Dans le cadre d'une journée consacrée aux alliances éducatives qui s'est tenue le 23 janvier 2026 à Bordeaux et qui a réuni plus d’une centaine d’acteurs de l’éducation dans la politique de la ville de la région Nouvelle-Aquitaine, nous avons organisé une table ronde entre plusieurs acteurs :
- Marie Pascale Guyon, enseignante et consultante sur les questions éducatives en QPV dans le champ de l'intervention sociale
- Jérôme Graciet, directeur du groupe scolaire Charles Malégarie, à Bayonne (64)
- Estelle Péricard, directrice Égalités, jeunesse et vie associative à la Communauté d'Agglomération de Grand Châtellerault (86)
- Marie Horreau, directrice de l'Éducation à la Ville de Châtellerault (86)
- Ciahm et Franck, deux parents d’élèves de Lormont, accompagnés par Marine Londechamp, chargée de mission parentalité à la Ville de Lormont (33)
Voici les neufs points clés à retenir sur les alliances éducatives, approfondis dans cet article :
- La coéducation en évolution vers une approche globale des enjeux éducatifs : elle repose sur l'interaction de cinq sphères de vie de l’enfant/jeune (école, famille, tiers-lieux éducatifs, quartier et virtualité) pour assurer une continuité éducative autour de l'enfant.
- La fluidité des transitions : pour les professionnels, l'enjeu majeur réside dans la communication et la gestion des passages entre les différents temps de vie (scolaire, périscolaire, familial).
- La création de marges de manœuvre : soutenir la coéducation nécessite de dégager du temps institutionnel pour permettre aux agents et enseignants de participer activement à des espaces de co-construction.

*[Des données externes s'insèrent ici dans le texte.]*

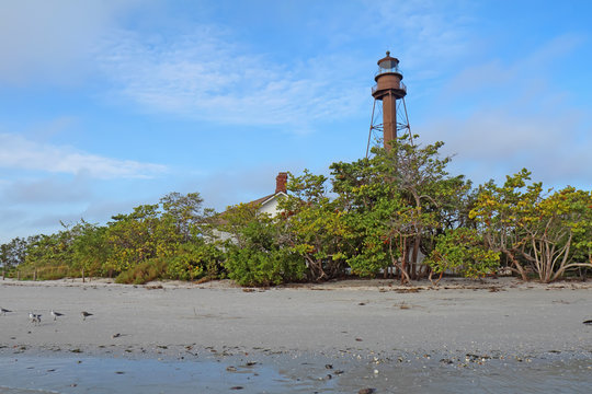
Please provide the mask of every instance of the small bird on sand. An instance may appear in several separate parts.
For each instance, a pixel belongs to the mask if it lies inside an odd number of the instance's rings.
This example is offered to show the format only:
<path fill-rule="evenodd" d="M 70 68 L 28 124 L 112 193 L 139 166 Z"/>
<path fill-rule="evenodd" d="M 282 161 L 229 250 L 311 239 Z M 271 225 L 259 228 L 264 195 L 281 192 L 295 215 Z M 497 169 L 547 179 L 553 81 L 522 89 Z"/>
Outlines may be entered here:
<path fill-rule="evenodd" d="M 29 313 L 29 318 L 31 318 L 31 323 L 33 324 L 37 324 L 37 325 L 41 324 L 41 316 L 42 315 L 35 314 L 33 312 Z"/>
<path fill-rule="evenodd" d="M 59 313 L 52 310 L 52 316 L 54 316 L 54 322 L 55 322 L 59 316 L 64 316 L 64 313 Z"/>

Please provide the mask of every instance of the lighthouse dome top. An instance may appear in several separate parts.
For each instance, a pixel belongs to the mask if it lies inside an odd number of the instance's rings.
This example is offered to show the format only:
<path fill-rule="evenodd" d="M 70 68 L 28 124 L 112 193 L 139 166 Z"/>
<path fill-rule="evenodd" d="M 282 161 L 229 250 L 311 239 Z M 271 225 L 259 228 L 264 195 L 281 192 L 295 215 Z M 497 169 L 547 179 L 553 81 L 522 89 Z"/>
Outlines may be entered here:
<path fill-rule="evenodd" d="M 396 72 L 402 77 L 401 71 L 399 70 L 399 59 L 390 56 L 390 51 L 387 50 L 387 56 L 378 60 L 378 72 L 377 74 Z"/>

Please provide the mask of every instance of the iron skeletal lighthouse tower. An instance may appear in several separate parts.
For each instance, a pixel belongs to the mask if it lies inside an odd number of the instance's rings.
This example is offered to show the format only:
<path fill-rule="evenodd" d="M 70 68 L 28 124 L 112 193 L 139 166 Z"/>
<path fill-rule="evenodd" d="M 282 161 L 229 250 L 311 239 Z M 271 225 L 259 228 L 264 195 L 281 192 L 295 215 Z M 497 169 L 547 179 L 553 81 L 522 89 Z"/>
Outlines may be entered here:
<path fill-rule="evenodd" d="M 407 86 L 402 83 L 402 72 L 399 70 L 399 59 L 386 53 L 386 57 L 378 60 L 378 71 L 374 77 L 376 84 L 372 88 L 374 105 L 372 108 L 372 121 L 366 147 L 366 157 L 369 152 L 371 138 L 374 131 L 383 132 L 383 143 L 385 149 L 390 149 L 390 141 L 397 138 L 398 130 L 409 130 L 409 119 L 407 117 L 407 105 L 405 96 Z M 376 102 L 382 105 L 376 105 Z M 379 103 L 379 104 L 380 104 Z M 378 109 L 378 111 L 376 111 Z M 375 119 L 376 115 L 383 113 L 383 123 Z M 377 116 L 378 117 L 378 116 Z M 375 136 L 377 138 L 377 136 Z"/>

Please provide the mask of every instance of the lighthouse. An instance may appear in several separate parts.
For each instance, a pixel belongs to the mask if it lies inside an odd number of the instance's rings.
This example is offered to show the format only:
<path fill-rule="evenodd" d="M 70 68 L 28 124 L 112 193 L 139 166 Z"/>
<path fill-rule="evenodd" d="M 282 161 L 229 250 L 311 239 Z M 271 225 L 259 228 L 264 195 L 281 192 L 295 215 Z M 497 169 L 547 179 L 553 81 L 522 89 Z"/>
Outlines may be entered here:
<path fill-rule="evenodd" d="M 378 71 L 374 80 L 376 84 L 372 88 L 374 97 L 374 107 L 372 114 L 371 135 L 373 130 L 383 131 L 383 143 L 385 149 L 390 149 L 390 141 L 397 138 L 397 130 L 409 129 L 409 120 L 407 118 L 407 107 L 405 105 L 405 96 L 407 95 L 407 86 L 402 83 L 402 72 L 399 69 L 399 59 L 386 53 L 386 57 L 378 60 Z M 376 105 L 382 104 L 383 123 L 377 124 L 374 119 Z M 402 103 L 402 108 L 401 104 Z M 400 120 L 397 113 L 400 112 Z M 399 123 L 398 123 L 399 121 Z M 369 136 L 368 136 L 369 148 Z"/>

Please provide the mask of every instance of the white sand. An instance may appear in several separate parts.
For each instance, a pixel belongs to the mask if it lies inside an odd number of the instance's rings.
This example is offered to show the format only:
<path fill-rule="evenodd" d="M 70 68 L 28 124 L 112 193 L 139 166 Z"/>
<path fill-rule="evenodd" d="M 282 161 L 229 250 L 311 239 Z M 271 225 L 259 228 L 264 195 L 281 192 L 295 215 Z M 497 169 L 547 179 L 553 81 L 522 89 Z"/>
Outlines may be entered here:
<path fill-rule="evenodd" d="M 592 351 L 592 283 L 457 280 L 418 292 L 344 281 L 246 292 L 228 282 L 121 286 L 0 280 L 4 349 L 129 348 L 365 351 Z M 491 291 L 491 288 L 501 289 Z M 445 289 L 448 288 L 448 289 Z M 49 311 L 65 315 L 54 322 Z M 82 321 L 81 311 L 93 313 Z M 42 323 L 30 323 L 29 312 Z M 113 337 L 119 334 L 118 337 Z"/>

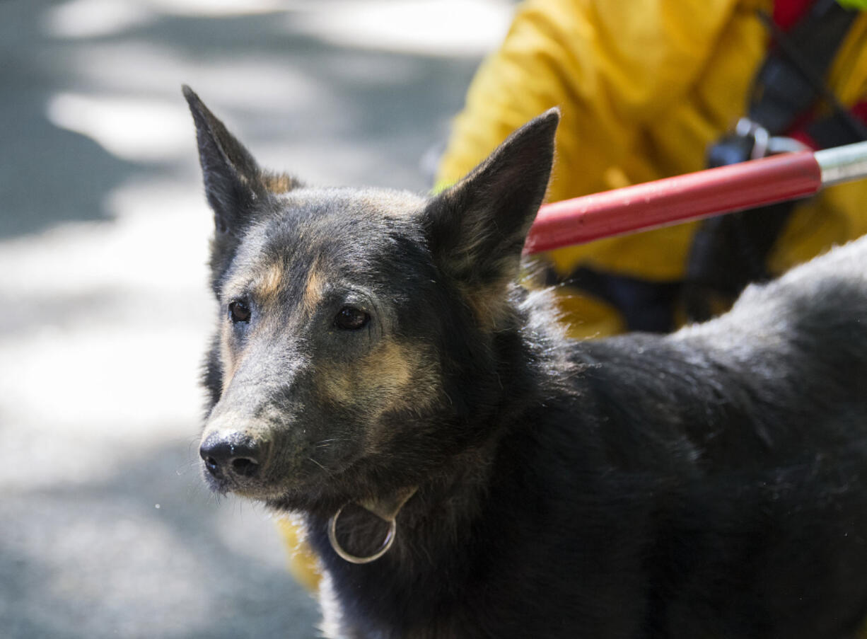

- Le processus de maturation des alliances : la coopération se construit à travers différents modes de faire et différentes postures, allant de l'interconnaissance et du diagnostic partagé à l'instauration de relations horizontales. Elle se construit à partir d’un sentiment d'appartenance à la communauté éducative.
- L'intégration territoriale des projets : les alliances opérantes s'appuient sur des démarches et dispositifs structurants (Cités éducatives, PRE, contrats de ville, CTG, PEDT, projet de territoire) pour ancrer les actions de coopération dans la durée.
- La vision « capacitaire » des familles : une posture professionnelle commune est essentielle pour ne plus percevoir les parents seulement sous le prisme de leurs lacunes et difficultés parentales, mais pour reconnaître pleinement leur expertise et leur place au sein de la communauté éducative.
- La figure du “médiateur” pour les familles : les parents valorisent l'existence d'un interlocuteur unique et accessible (médiateur, éducateur) pour faciliter le lien avec des institutions parfois perçues comme complexes.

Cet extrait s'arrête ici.